- 11,753
- Marin County
Enhancing Photorealism Enhancement
I saw this and actually was going to post it. It's very interesting. I noticed they were fairly selective about what footage they show, and the viewpoint is always in motion. There is an inherent smudginess I associate with machine learning produced imagery and I think motion makes that effect less noticeable. For instance, the process does wonders to make the road and vegetation look more life like in motion, but I wonder if they would look strange sitting still. There's also a bit of uncanny valley going on, particularly in the first clip. The footage from 6:15 on is less compelling and I think that's likely because the data set was a lot less useful for that imagery.
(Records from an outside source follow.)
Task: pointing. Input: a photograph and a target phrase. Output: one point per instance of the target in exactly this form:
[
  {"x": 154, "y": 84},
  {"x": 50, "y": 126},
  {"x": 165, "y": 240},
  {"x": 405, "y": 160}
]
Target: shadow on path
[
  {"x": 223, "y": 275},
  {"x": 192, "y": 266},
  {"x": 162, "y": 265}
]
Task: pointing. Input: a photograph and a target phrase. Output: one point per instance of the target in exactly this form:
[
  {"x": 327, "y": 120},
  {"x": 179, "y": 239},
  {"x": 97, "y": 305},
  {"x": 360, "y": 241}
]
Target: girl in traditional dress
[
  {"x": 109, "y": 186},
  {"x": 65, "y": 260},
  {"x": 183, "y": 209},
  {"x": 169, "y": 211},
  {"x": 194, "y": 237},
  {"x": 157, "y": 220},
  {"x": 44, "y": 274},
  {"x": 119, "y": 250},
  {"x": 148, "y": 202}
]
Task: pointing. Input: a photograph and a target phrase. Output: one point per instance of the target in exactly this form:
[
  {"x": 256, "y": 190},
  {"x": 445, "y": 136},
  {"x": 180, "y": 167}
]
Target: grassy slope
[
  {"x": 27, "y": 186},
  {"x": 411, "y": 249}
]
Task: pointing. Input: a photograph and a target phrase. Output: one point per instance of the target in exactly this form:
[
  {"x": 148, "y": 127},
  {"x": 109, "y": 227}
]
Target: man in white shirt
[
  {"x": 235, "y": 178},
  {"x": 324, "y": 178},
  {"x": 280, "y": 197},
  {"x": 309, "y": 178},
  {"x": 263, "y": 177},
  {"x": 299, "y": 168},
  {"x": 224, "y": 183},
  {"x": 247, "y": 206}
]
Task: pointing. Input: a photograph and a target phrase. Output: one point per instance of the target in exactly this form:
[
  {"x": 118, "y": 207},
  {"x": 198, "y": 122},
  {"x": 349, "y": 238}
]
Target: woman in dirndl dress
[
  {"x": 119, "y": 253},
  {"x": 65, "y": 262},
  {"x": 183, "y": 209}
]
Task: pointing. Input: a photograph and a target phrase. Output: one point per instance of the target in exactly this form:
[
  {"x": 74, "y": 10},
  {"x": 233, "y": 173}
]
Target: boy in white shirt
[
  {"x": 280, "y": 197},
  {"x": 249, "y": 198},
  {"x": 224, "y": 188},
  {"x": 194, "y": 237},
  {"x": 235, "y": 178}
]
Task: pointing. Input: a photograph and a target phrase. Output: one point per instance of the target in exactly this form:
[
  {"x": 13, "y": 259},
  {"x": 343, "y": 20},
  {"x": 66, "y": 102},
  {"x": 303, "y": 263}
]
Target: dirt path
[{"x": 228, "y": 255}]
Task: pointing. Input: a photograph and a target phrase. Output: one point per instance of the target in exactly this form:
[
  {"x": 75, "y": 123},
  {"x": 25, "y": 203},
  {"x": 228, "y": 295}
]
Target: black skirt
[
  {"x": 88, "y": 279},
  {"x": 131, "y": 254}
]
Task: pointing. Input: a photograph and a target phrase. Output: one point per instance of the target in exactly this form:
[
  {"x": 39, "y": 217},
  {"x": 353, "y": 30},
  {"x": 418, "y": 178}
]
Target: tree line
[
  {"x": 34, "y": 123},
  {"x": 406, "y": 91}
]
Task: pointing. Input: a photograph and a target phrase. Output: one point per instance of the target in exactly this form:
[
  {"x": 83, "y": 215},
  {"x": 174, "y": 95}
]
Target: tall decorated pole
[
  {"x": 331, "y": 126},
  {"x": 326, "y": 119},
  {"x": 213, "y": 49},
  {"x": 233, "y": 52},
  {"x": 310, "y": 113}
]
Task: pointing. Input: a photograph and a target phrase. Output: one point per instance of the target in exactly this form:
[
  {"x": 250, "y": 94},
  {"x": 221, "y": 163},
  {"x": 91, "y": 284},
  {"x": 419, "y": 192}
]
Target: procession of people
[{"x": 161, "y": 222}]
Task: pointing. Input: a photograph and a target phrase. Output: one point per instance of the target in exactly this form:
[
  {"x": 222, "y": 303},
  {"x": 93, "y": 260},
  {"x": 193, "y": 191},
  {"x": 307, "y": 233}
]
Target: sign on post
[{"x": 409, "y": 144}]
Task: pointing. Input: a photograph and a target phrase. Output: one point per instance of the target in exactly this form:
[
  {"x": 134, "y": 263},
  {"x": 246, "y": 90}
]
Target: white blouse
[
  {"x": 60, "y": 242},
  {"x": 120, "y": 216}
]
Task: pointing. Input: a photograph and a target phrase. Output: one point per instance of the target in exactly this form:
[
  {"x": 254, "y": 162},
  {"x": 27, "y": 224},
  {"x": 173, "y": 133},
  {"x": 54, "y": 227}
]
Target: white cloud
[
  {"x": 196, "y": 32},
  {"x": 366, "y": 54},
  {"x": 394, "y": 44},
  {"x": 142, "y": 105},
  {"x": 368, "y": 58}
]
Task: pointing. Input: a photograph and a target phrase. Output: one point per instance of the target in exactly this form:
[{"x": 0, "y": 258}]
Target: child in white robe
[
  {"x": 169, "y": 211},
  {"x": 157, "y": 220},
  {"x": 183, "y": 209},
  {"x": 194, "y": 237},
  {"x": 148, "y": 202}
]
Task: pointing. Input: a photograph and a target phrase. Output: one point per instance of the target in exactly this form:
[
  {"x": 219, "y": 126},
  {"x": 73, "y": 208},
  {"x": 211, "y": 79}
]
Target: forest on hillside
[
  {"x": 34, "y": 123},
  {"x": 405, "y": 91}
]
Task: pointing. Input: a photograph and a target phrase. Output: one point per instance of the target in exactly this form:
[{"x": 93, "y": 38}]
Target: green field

I also don't love how unspecific the results are - it totally eliminates the feeling of a particular place (or rather substitutes the feeling of another place) though I appreciate this was more of an academic proof of concept.
It's pretty clear though that using this process selectively (with individual buffer layers applied in post) delivers some startlingly good results and I'd love to see it integrated further...especially in regards to near-impossible things to model like complex vegetation. Ultimately I wonder if ray tracing could produce a similar or better looking result, with higher accuracy, more intentionality, and less "noise" than an approach like this...at a cost of a lot more computing power required. Perhaps you could parse out the vegetation (or better yet, render a simpler proxy version of it, and do the same) in the g buffer and then apply machine learning in a far more straight forward way (like the object gets a species ID and the machine learning has a large tagged dataset of photos of plant species) ...now that seems like it could produce spectacular results.